1. A method of treatment of the lymphatic system in a mammalian subject including the following step:

radiation of the surface of the skin of the mammal in the area of physiological concern with a low level infrared laser.

2. A method in accordance with claim 1 for the treatment of lymphedema in a mammalian subject including the following step:

radiation of the surface of the skin of the mammal in the area of physiological concern with a low level infrared laser.

3. A method in accordance with claim 1 wherein the laser is a Class 1 laser (FDA CDRH) Class 1M (EN 60825).

4. A method in accordance with claim 3 wherein the laser is a laser arranged to emit a pulsed beam of average output power between 3 and 10 mW.

5. A method in accordance with claim 1 wherein the area of physiological concern is the nodal area adjacent to an affected limb.

6. A method in accordance with claim 1 wherein the wavelength of the laser emission is between 600 to 1100 nanometers having pulse widths from 1 nanosecond to 1 second, peak powers from 1 milliwatt to 1000 Watts and average powers from 1 microwatt to 1000 milliwatts at repetition rates from 0.1 to 100 kilohertz.

7. A method in accordance with claim 6 for Post Mastectomy LO treatment wherein the laser frequency is 904 nanometres, 2.5 and 5 kilohertz, 200 nanosecond pulse width, 2.5 and 5 milliwatts average power and 5 Watts peak power.

8. A method in accordance with claim 2 for Post Mastectomy LO treatment wherein the energy of the laser is delivered at substantially 5 Joules with an energy density of about 1.5 Joules per square centimetre, while maintaining the safety classification of Class 1 (FDA CDRH) Class 1M (EN 60825).

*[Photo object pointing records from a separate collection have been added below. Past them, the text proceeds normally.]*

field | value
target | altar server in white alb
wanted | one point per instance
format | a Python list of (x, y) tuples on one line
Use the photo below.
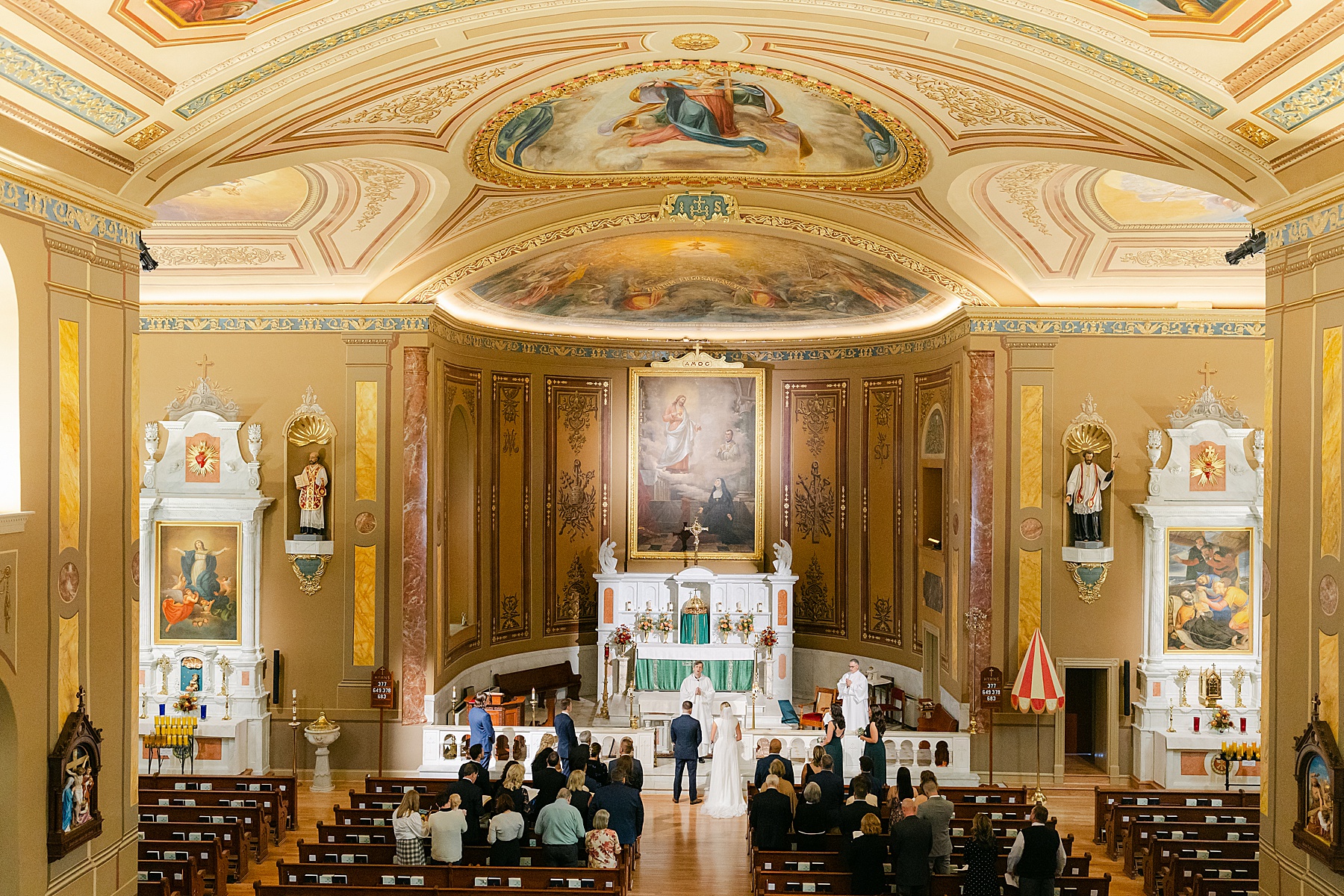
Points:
[(699, 691), (853, 689)]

9. A method in accordance with claim 8 using multiple non-overlapping laser spots of substantially 5 mm in diameter and about 10 to 20 mm apart.

10. A method in accordance with claim 1 wherein the laser output is radiated on to the mammalian body either directly or via optical transmission fibre.

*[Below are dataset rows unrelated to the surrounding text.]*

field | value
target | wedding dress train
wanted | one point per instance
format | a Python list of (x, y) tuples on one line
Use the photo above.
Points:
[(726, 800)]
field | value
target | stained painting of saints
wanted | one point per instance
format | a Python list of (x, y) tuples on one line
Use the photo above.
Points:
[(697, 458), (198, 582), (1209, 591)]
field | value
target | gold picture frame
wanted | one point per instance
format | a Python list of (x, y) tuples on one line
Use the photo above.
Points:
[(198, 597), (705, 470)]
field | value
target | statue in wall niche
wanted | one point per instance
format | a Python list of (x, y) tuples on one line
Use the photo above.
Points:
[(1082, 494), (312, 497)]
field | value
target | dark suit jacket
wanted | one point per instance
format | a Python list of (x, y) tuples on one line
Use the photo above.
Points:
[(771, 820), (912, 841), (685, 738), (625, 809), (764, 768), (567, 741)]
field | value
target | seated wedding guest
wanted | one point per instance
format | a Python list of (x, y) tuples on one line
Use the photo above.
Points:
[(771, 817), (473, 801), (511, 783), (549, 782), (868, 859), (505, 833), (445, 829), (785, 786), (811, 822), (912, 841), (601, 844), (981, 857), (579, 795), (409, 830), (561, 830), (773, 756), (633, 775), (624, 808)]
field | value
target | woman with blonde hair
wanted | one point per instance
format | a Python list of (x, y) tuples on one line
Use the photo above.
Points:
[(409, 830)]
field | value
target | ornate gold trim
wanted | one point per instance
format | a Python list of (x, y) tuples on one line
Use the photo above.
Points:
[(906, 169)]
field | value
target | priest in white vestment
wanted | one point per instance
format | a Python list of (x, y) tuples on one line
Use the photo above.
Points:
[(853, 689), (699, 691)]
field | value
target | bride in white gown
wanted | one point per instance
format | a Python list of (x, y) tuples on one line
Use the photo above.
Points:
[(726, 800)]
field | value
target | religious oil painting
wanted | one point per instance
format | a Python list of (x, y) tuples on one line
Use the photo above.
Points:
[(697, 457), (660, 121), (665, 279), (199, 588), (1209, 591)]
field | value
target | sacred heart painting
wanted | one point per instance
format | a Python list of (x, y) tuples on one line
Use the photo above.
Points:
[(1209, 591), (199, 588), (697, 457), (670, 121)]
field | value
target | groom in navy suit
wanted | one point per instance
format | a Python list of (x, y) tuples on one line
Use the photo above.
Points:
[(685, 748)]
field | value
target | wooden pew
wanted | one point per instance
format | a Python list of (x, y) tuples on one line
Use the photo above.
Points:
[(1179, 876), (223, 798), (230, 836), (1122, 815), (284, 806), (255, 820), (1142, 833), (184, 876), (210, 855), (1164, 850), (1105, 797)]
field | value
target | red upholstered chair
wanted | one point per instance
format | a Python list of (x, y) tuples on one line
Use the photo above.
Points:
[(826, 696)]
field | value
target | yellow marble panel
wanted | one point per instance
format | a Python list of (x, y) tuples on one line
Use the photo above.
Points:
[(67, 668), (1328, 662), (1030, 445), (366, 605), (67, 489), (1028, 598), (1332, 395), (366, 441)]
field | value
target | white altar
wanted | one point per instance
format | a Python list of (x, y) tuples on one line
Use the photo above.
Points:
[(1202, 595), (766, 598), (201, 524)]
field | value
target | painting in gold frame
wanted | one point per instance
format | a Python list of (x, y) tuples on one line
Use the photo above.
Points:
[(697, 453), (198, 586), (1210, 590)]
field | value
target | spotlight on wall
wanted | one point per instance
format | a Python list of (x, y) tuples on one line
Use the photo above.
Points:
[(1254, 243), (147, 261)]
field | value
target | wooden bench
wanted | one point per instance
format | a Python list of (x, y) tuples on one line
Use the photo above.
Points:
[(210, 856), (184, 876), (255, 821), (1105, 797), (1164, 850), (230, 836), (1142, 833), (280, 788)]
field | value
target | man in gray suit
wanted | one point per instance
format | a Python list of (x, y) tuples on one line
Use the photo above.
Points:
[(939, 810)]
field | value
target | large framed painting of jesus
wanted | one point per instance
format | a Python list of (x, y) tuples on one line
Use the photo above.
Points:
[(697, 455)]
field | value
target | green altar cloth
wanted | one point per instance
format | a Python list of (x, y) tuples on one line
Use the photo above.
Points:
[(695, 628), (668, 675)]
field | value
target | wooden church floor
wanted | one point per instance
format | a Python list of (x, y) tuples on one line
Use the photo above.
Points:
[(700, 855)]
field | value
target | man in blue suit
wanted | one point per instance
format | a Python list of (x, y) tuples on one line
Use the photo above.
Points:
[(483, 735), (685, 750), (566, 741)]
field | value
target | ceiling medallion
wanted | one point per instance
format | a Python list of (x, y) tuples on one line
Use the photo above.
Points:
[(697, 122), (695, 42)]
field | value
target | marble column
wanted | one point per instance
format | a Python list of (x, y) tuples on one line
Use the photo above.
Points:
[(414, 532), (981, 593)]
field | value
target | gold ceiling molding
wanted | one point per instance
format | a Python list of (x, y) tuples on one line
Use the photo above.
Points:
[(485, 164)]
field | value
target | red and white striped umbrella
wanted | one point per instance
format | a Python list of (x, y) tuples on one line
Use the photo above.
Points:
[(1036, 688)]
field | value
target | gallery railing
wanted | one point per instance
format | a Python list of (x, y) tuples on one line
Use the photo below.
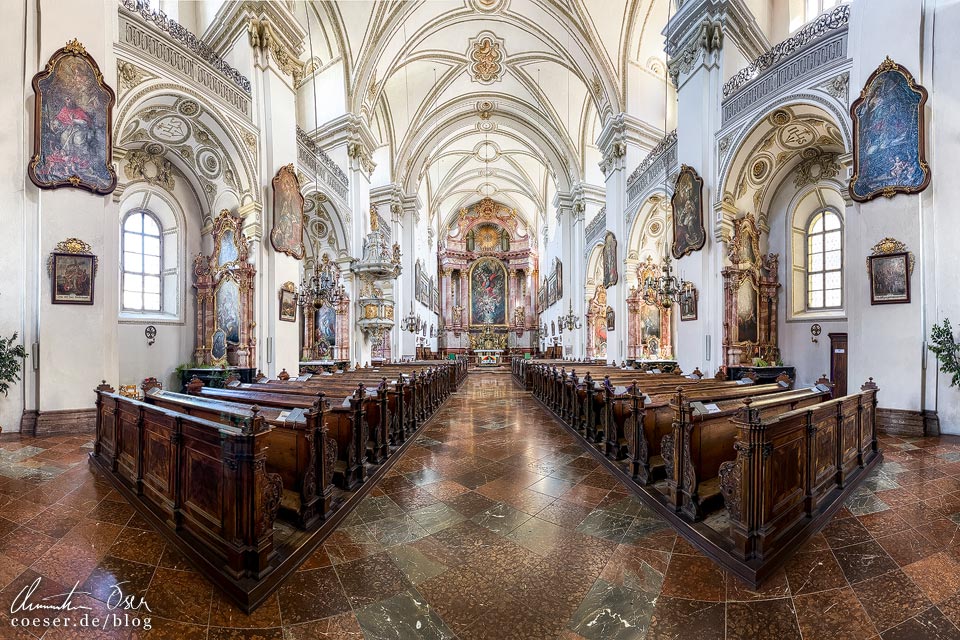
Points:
[(166, 43), (661, 160), (314, 160), (816, 47)]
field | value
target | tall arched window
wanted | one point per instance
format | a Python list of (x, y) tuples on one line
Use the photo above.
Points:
[(142, 248), (824, 261)]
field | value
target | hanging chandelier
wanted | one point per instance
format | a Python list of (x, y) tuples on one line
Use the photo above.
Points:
[(570, 321), (323, 285), (665, 289)]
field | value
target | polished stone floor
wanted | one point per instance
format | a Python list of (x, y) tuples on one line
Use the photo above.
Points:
[(497, 525)]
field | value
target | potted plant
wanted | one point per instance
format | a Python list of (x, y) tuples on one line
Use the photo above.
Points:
[(947, 350), (11, 363)]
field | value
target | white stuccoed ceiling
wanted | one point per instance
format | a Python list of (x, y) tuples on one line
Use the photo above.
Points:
[(517, 133)]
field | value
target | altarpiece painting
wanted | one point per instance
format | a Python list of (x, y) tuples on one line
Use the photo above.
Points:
[(72, 141), (287, 234), (689, 234), (889, 154), (224, 282)]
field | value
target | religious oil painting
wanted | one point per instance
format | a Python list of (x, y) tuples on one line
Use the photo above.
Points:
[(611, 274), (325, 321), (747, 312), (72, 145), (689, 234), (650, 321), (890, 279), (73, 277), (287, 234), (228, 309), (488, 292), (888, 135), (288, 303), (688, 305)]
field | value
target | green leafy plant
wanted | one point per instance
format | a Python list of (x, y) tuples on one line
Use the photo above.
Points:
[(947, 350), (11, 362)]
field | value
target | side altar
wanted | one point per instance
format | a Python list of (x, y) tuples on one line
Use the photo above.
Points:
[(488, 347)]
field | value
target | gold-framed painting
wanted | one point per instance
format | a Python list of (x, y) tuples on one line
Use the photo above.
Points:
[(889, 139), (287, 233), (689, 233), (288, 302), (73, 124)]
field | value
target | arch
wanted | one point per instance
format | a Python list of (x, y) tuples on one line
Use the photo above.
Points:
[(805, 131)]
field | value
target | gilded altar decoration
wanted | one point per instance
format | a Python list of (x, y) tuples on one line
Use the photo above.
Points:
[(287, 234), (889, 267), (689, 234), (486, 58), (288, 302), (73, 269), (224, 283), (611, 273), (889, 154), (73, 111), (488, 292), (488, 340)]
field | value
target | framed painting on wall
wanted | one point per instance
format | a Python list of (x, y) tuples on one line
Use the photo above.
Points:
[(288, 302), (889, 154), (73, 278), (688, 305), (72, 136), (889, 278), (287, 234), (689, 234)]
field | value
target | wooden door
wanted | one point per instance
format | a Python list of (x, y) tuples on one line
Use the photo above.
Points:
[(838, 363)]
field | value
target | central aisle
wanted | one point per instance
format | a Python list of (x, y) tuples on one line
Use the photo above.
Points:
[(497, 524)]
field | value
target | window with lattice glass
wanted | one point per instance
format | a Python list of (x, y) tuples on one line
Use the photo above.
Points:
[(142, 259), (825, 261)]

11. A method of treatment of edema in a mammalian subject including the following step:

radiation of the surface of the skin of the mammal in the area of physiological concern with a low level infrared laser.

12. A method in accordance with claim 11 wherein the laser is a Class 1 laser (FDA CDRH) Class 1M (EN 60825).

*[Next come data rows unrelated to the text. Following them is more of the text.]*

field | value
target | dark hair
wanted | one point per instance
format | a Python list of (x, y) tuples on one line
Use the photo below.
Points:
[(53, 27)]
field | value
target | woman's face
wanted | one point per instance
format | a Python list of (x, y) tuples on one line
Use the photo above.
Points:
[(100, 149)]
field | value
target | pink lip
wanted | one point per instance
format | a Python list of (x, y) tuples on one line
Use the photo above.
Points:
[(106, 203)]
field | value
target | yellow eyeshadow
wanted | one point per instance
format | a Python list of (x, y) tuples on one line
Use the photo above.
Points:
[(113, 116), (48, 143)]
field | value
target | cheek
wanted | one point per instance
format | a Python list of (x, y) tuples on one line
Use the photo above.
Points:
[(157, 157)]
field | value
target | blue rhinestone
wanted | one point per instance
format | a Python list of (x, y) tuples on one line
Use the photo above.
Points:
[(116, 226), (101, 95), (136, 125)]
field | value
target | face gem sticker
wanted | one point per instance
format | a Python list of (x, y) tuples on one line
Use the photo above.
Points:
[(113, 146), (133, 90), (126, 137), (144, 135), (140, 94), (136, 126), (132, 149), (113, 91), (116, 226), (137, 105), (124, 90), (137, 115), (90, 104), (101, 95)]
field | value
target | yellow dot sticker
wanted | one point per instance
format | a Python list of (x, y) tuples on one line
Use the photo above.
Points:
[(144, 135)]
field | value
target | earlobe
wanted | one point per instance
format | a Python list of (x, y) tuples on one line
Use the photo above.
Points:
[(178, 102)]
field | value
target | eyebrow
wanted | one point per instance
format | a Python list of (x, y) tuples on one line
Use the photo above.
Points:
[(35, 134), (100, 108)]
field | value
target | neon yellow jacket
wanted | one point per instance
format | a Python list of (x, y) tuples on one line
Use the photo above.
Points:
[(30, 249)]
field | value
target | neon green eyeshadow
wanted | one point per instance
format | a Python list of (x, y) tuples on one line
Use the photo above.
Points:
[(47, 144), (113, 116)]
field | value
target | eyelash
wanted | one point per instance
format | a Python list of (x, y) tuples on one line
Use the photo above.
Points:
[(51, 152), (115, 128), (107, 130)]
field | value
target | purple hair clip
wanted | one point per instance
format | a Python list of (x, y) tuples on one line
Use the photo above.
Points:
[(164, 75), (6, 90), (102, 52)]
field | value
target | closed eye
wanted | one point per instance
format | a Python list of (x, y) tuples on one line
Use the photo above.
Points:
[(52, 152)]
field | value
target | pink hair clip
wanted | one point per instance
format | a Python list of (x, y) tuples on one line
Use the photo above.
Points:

13. A method in accordance with claim 12 wherein the laser is a laser arranged to emit a pulsed beam of average output power between 3 and 10 mW.

14. A method in accordance with claim 11 wherein the wavelength of the laser emission is between 600 to 1100 nanometers having pulse widths from 1 nanosecond to 1 second, peak powers from 1 milliwatt to 1000 Watts, and average powers from 1 microwatt to 1000 milliWatts at repetition rates from 0.1 to 100 kilohertz.

15. A method in accordance with claim 14 using multiple non-overlapping laser spots of substantially 5 mm in diameter and about 10 to 20 mm apart.

16. A method in accordance with claim 11 wherein the laser output is radiated on to the mammalian body either directly or via optical transmission fibre.

17. A method of reducing the level of extra-cellular fluid in the tissue of a mammal including the step of:

radiation of the surface of the skin of the mammal with a low level infrared laser in the vicinity of the area having extra-cellular fluid.